This guide is intended to offer practitioners a framework for decision-making considering whether and how to conduct research on child marriage in humanitarian settings. Our focus is on the ethical conduct of research among female and male adolescents and young people (10–24) who are at risk of or have experienced child marriage and are living in challenging, low-resource and often insecure environments. The reasons for this focus are several:
While developing studies of child marriage in nine humanitarian settings over several years, we heard frequent and varied questions from study partners, not only about how to address the different ethical issues these studies presented—including their local contextual nuances—but also why informed consent matters, or what an Institutional Review Board (IRB) is and how to work with them. Based on our work on these studies, and our experience working with IRBs and dealing with research ethics in humanitarian settings over time, we hope to provide some guidance on these issues.
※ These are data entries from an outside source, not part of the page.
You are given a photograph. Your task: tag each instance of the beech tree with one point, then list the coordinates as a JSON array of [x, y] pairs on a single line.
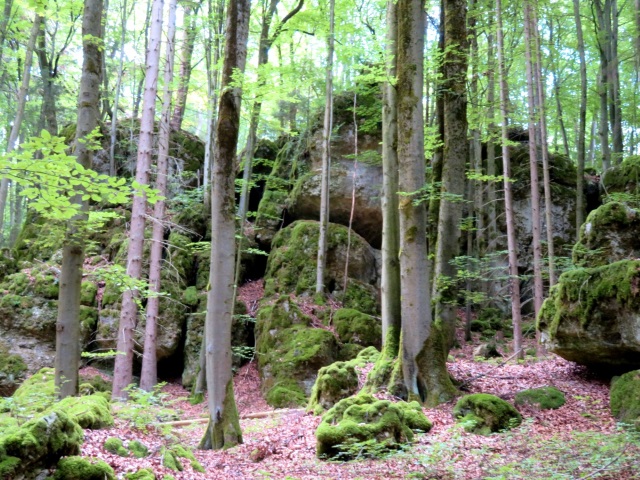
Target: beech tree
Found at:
[[123, 367], [223, 430]]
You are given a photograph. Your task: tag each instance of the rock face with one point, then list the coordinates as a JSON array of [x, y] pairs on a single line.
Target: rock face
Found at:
[[592, 316]]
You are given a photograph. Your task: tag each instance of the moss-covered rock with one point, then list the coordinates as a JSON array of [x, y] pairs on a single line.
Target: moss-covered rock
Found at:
[[82, 468], [544, 398], [291, 267], [591, 316], [625, 398], [114, 445], [338, 380], [40, 442], [609, 234], [484, 414], [361, 418], [142, 474], [290, 352], [92, 411]]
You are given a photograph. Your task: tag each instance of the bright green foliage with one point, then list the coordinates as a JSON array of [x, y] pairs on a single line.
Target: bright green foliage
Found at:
[[625, 398], [81, 468], [114, 445], [142, 474], [51, 182], [544, 398], [361, 419], [484, 414], [338, 380]]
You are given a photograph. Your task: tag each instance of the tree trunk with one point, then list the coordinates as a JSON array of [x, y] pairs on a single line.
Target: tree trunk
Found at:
[[414, 271], [456, 153], [390, 282], [582, 119], [17, 122], [508, 190], [326, 156], [68, 321], [533, 164], [223, 430], [149, 373], [123, 367]]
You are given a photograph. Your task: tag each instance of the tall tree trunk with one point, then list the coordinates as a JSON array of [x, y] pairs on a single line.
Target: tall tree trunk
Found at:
[[390, 283], [326, 156], [414, 271], [223, 430], [123, 367], [149, 373], [508, 190], [17, 122], [456, 153], [188, 42], [582, 118], [68, 321], [533, 163], [116, 100]]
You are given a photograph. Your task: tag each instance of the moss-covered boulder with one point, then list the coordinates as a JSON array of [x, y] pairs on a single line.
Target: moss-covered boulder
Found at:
[[592, 316], [38, 443], [291, 267], [609, 234], [544, 398], [484, 414], [625, 398], [338, 380], [13, 370], [83, 468], [290, 352], [362, 423]]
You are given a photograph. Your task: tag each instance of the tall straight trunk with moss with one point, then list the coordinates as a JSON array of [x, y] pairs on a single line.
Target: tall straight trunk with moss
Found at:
[[456, 152], [326, 157], [414, 271], [390, 283], [68, 321], [582, 118], [123, 367], [508, 189], [149, 373], [223, 430]]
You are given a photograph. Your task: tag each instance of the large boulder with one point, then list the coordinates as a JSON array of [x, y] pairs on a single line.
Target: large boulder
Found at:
[[484, 414], [609, 234], [592, 316], [361, 425]]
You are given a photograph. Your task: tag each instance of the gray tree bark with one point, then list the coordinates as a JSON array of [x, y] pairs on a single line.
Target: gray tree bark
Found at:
[[223, 430], [123, 367]]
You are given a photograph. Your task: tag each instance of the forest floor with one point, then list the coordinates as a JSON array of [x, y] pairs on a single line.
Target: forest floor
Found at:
[[578, 440]]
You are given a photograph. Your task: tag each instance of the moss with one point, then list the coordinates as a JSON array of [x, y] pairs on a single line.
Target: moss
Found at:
[[190, 296], [138, 449], [114, 445], [354, 326], [484, 414], [337, 381], [91, 412], [142, 474], [363, 418], [286, 394], [81, 468], [625, 398], [545, 398], [88, 292], [581, 292]]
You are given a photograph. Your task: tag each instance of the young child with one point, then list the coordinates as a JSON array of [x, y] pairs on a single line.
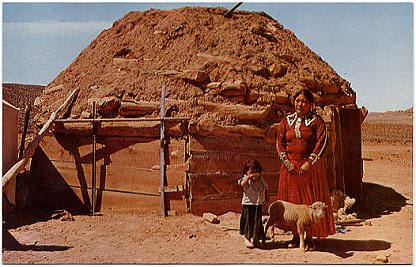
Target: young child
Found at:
[[254, 195]]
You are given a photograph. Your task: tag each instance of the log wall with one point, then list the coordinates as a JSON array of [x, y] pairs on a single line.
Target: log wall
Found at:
[[202, 170], [216, 165], [127, 174]]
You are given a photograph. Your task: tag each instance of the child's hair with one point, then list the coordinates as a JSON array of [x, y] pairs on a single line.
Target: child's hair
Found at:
[[253, 165]]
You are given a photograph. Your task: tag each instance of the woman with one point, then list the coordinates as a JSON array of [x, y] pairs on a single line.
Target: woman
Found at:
[[300, 142]]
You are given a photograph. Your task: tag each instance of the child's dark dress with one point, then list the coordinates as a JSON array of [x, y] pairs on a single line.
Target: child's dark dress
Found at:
[[251, 225]]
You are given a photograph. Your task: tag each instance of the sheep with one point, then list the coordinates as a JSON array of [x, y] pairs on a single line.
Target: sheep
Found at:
[[303, 216]]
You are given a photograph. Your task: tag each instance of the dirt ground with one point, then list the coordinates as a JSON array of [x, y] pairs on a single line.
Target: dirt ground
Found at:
[[386, 236]]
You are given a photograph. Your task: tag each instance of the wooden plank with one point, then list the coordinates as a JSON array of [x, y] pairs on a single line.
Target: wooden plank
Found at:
[[20, 164], [351, 151]]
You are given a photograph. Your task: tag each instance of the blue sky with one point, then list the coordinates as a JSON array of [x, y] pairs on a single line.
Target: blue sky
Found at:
[[369, 44]]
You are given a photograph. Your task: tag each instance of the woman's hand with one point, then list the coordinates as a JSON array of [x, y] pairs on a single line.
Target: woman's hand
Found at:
[[288, 165], [304, 168]]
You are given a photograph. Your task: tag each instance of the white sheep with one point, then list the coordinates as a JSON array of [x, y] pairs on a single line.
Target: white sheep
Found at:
[[283, 213]]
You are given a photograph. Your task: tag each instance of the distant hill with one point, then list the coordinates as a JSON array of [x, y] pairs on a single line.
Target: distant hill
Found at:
[[388, 127], [398, 116], [20, 95]]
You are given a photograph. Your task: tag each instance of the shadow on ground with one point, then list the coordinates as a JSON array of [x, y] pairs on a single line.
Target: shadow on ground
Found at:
[[10, 243], [339, 247], [378, 200], [346, 248]]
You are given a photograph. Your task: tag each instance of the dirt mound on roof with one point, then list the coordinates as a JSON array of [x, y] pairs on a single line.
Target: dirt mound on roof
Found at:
[[21, 95], [203, 58]]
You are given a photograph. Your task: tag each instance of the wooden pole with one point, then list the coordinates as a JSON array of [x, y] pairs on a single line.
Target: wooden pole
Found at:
[[94, 142], [22, 142], [162, 153], [21, 163]]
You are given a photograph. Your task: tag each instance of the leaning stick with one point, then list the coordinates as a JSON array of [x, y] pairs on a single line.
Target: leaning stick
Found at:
[[30, 150]]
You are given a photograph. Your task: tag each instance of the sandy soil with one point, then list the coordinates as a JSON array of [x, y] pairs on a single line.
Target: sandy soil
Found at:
[[117, 238]]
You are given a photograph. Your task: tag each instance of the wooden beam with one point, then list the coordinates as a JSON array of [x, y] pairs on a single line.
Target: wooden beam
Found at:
[[21, 163]]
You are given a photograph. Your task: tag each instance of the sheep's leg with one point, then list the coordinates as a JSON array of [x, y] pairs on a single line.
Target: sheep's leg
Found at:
[[310, 245], [301, 231], [271, 222]]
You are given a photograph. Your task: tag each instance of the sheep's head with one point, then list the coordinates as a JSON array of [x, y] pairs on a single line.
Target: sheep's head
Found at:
[[318, 211], [348, 202]]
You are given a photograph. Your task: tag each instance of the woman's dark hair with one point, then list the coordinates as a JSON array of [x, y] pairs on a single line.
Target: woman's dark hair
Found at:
[[253, 165], [306, 93]]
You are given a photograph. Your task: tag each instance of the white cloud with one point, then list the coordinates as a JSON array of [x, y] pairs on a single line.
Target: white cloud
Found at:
[[55, 27]]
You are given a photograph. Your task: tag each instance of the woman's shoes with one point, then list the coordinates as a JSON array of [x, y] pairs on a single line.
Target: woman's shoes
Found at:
[[310, 244], [294, 243], [248, 244]]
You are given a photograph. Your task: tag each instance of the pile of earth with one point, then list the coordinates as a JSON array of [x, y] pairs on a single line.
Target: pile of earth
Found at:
[[20, 96], [206, 61]]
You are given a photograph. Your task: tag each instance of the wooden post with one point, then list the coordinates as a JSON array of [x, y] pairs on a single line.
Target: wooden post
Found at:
[[94, 141], [229, 12], [21, 163], [162, 153], [22, 142]]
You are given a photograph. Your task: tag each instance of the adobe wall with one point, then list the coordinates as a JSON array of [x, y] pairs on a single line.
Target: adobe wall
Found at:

In our literature review on child marriage research, and drawing upon our more general knowledge of research in humanitarian settings, we found a variety of other documents describing methods and designs for research in humanitarian settings, and resources for activities such as study design, sample size calculations, data analysis and the like.
We provide links to many of these references and resources in the annexes, but do not otherwise describe them in detail.
In developing this guide, we wanted to provide a reasonably short and accessible set of considerations for practitioners as they explore practical questions about research on child marriage in humanitarian settings. Rather than try to provide comprehensive answers to all these questions, we felt that the ethical conduct of human subject research was foundational to the other questions and a necessary starting point for planning and discussions.
This guide is designed to help practitioners make decisions about whether or not human subject research on child marriage is needed in humanitarian settings, and, if it is needed, to help them examine the key concepts, elements and options that should be considered in conducting ethical research. We do not, however, attempt to prescribe concrete answers but rather to set out a framework for informed decision-making within specific contexts.
Furthermore, this guide is not intended as a training manual for practitioners on all aspects of study design, methodology, sampling strategies, instrument development or data analysis. There are a wide variety of well-regarded and detailed handbooks for this, and we provide references to many of them in the annexes.
While our studies were located in a range of geographical locations and humanitarian settings – including refugees, internally displaced people (IDPs) and affected host communities in Bangladesh, Djibouti, Egypt, Ethiopia, Lebanon, Myanmar, Nepal, northern Iraq and Yemen – we recognize that context is vital and do not suggest that these or any single set of guidelines would apply universally. It is our hope, however, that the approaches set out in the guide, and the examples from field experience, will provide a framework for examining local contexts and for making informed and ethical decisions about the research process.